Longe de apenas falar sobre amor ou términos de relacionamentos, assim como nos primeiros discos Serpieri e Rocha apresentam um colosso de músicas que tratam dos mais variados reflexos da vida e das percepções humanas. Da saudade e distância dissecadas em um criativo jogo de palavras na faixa Quinze Mil Dias (“Quase quinze Mil Dias/Vivendo Quase Mil Metros/Acima do nível do mar”) ao teor amargurado que se dissolve na quase vingativa A mesma decepção(“Na minha imaginação/ Seu Perfume Era Discreto/ Suas pernas eram longas/ Seu sorriso era completo”), o disco surge repleto por desajustes cotidianos que de tão comuns surgem como inéditos na voz e nos versos enaltecidos pelo vocalista.
Mesmo profundamente íntimo de tudo aquilo que a banda já produziu (principalmente no conteúdo das letras), o presente registro estimula o nascimento de músicas muito mais “comerciais” e de fácil assimilação. Para além da bem resolvida tríade de abertura, todas as faixas presentes no disco parecem surgir como prontas para animar a trilha sonora da novela das nove, efeito antes limitado na construção dos anteriores álbuns, mas que agora se expande de forma notável. Em História Universal… as canções parecem muito mais plásticas e até dinâmicas, ainda que profundamente sinceras e capazes de comover o espectador em uma rápida passagem, acabamento lírico (e também instrumental) que deve aproximar o grupo paulistano de uma nova onda de espectadores.
Nada limitado quando o comparamos com o “caseiro” e tímido 9 Sonhos (2007), ao alcançar o quinto disco da carreira a Lestics parece pela primeira vez ciente de todas as possibilidades e possíveis alcances de sua obra.
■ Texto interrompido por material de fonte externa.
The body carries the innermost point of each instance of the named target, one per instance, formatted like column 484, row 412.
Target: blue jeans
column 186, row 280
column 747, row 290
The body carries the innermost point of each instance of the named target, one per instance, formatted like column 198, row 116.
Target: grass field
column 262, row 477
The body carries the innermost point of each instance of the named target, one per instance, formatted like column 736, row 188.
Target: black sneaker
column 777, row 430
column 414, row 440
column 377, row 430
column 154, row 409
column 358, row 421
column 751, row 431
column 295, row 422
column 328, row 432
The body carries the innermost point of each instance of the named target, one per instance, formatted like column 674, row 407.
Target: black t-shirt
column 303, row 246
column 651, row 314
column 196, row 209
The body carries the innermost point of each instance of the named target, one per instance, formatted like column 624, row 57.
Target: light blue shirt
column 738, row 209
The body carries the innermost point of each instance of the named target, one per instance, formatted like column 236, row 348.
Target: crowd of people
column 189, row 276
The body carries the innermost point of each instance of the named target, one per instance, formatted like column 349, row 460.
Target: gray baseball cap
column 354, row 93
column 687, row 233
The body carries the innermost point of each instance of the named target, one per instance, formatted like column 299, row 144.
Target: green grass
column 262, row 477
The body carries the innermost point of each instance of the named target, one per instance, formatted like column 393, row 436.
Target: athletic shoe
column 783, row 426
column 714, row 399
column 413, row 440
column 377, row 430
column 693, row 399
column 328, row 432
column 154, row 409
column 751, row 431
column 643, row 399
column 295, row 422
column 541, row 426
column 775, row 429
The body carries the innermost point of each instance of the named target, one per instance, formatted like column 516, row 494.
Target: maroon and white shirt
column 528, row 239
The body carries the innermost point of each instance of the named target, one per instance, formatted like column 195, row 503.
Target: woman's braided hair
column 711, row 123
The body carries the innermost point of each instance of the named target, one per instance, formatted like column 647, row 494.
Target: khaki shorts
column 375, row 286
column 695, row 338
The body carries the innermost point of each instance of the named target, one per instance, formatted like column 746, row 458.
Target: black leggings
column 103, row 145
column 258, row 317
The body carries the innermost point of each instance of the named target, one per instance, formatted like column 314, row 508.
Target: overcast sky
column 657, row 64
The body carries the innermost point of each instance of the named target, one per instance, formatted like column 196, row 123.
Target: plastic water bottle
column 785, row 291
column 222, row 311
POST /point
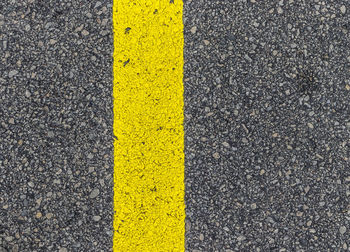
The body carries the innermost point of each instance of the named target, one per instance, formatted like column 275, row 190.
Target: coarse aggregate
column 56, row 140
column 267, row 122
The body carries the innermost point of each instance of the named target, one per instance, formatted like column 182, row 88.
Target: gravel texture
column 56, row 152
column 267, row 87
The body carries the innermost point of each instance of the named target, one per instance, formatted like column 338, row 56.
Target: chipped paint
column 148, row 126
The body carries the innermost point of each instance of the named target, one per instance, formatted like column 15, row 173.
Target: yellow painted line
column 148, row 126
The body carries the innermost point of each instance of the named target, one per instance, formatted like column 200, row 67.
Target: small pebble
column 193, row 29
column 13, row 73
column 342, row 230
column 94, row 193
column 216, row 155
column 343, row 9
Não apenas os companheiros de banda posteriormente anexados parecem bem ambientados como Umberto Serpieri e Olavo Rocha soam melhor habituados ao composto que eles próprios ajudaram a desenvolver, resultado que se anuncia na construção de faixas coesas, menos ríspidas e que pouco a pouco parecem romper com os limites antes intencionais que ocultavam a obra e um provável crescimento do grupo.